Optimizing Josephson-Ring-Modulator-based Josephson Parametric Amplifiers via full Hamiltonian control

TL;DR

This paper analyzes the nonlinearities in Josephson Parametric Amplifiers, especially those based on Josephson Ring Modulators, and proposes circuit tuning strategies to significantly enhance their saturation power, improving quantum sensing capabilities.

Contribution

It identifies the nonlinearities limiting JPA saturation power and introduces a systematic optimization method for circuit parameters to enhance performance.

Findings

Saturation power limited by high-order nonlinearities, not pump depletion.

Tuning inductors can improve saturation power by approximately 15 dB.
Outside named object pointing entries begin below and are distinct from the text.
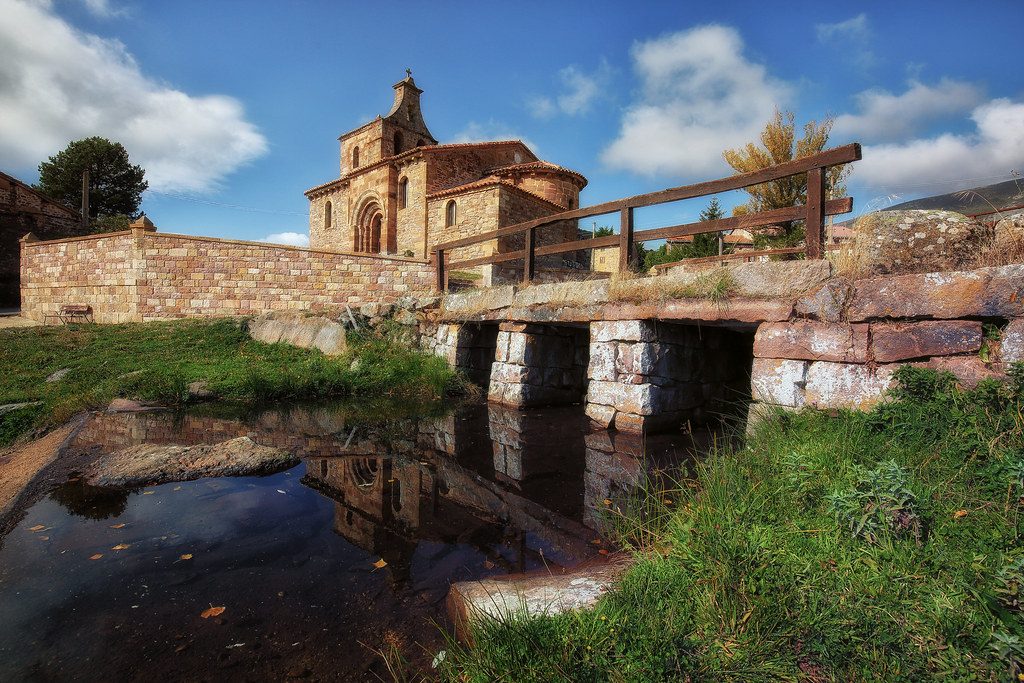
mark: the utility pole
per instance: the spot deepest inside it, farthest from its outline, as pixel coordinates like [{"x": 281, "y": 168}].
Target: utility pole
[{"x": 85, "y": 198}]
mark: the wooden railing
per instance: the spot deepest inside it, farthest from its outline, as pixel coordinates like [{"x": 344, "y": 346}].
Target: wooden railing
[{"x": 813, "y": 213}]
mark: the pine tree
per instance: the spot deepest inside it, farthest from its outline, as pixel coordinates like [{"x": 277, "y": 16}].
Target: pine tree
[{"x": 116, "y": 185}]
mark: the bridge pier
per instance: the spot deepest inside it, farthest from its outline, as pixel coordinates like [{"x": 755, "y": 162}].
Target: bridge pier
[
  {"x": 651, "y": 376},
  {"x": 539, "y": 365}
]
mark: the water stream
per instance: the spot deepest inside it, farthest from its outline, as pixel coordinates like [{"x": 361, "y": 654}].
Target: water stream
[{"x": 349, "y": 552}]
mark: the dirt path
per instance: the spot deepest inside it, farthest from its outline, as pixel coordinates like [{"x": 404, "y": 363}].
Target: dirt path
[{"x": 19, "y": 465}]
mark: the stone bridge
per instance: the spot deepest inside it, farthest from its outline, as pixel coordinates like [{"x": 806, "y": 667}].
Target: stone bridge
[{"x": 653, "y": 353}]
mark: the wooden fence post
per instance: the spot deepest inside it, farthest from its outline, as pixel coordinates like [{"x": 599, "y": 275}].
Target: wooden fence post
[
  {"x": 625, "y": 239},
  {"x": 441, "y": 275},
  {"x": 529, "y": 258},
  {"x": 814, "y": 225}
]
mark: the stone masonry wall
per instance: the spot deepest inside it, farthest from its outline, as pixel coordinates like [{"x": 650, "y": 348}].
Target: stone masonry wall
[
  {"x": 645, "y": 375},
  {"x": 142, "y": 275},
  {"x": 853, "y": 336},
  {"x": 538, "y": 365}
]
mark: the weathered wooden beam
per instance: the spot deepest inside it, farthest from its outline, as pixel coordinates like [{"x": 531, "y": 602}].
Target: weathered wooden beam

Methods applicable to a broad range of cavity-based JPAs.

Abstract

Josephson Parametric Amplifiers (JPA) are nonlinear devices that are used for quantum sensing and qubit readout in the microwave regime. While JPAs regularly operate in the quantum limit, their gain saturates for very small (few photons) input power. In a previous work, we showed that the saturation power of JPAs is not limited by pump depletion, but instead by the high-order nonlinearity of Josephson junctions, the nonlinear circuit elements that enable amplification in JPAs. Here, we present a systematic study of the nonlinearities in JPAs, we show which nonlinearities limit the saturation power, and present a strategy for optimizing the circuit parameters for achieving the best possible JPA. For concreteness, we focus on JPAs that are constructed around a Josephson Ring Modulator (JRM). We show that by tuning the external and shunt inductors, we should be able to take the best experimentally available JPAs and improve their saturation power by $\sim 15$ dB. Finally, we argue that our methods and qualitative results are applicable to a broad range of cavity based JPAs.